Spotted another difference between smartphone results and desktop results that may account for some of the variance that I reported earlier.

If you have a “pages similar to” feature on the search results page for your brand term in desktop, it shows a five line suggestion at the end that looks like this:


This shows up for navigational searches, which are searches that seem to indicate that a user wants to go to a specific web site. If you’re putting [american airlines] or [] into the Google search box, you are performing a navigational search.

On desktop it’s called out, so that it doesn’t look like the web results, and it’s only given five lines after the full page of web listings. However, on smartphones it appears as part of the web results, and might make it seem as though competitors are not just related, but highly relevant to your brand.

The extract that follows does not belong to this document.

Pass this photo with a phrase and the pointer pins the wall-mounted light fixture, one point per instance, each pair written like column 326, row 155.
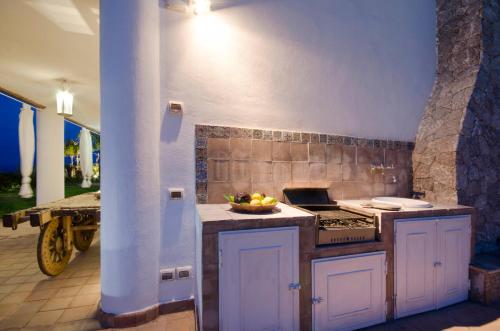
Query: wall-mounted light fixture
column 196, row 7
column 64, row 101
column 200, row 7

For example, if you scroll all the way down the page for the term [nike] on an iPhone 4, you see 4 listings for some of Nike’s biggest competitors:

nike iphone4 search results

If you represent a brand like Nike, I would imagine that it would be bad enough to have that 5 line feature potentially sending brand-loyal traffic to your competitors, but 4 individual listings representing 28% of the page would almost certainly be unacceptable to most brand managers.

The up side is that scrolling is required to even see these listings, and that’s something time-starved mobile users putting in navigational queries are not likely to do. It could also benefit your brand to be on your competitors’ brand results page, as it’s benefitting Adidas, Puma et al here.

This also seems to me more like a bug that will eventually be fixed by Google as they do more user experience testing on mobile search results and redesign the results to be mobile-friendly, as they did with weather-related and snow condition-related queries last week. There doesn’t seem to be any logic to expanding the listings for a smaller screen, so it wouldn’t surprise me if this is a temporary problem for brands.

Nonetheless, brands that want to combat this problem can’t push the listings down, but they can make it less likely that a searcher will scroll down to the competitor listings by providing usable mobile content to reduce bounce rate from the first listing through user agent detection, and by ensuring that your sitelinks and branded content below is relevant to both desktop and mobile users.

It could also help to get an additional listing on the first page by buying a search ad for your brand terms, and there will doubtless be some who think that makes this “bug” suspect; but as usual I’m more interested in driving business value through natural search than tinfoil hats.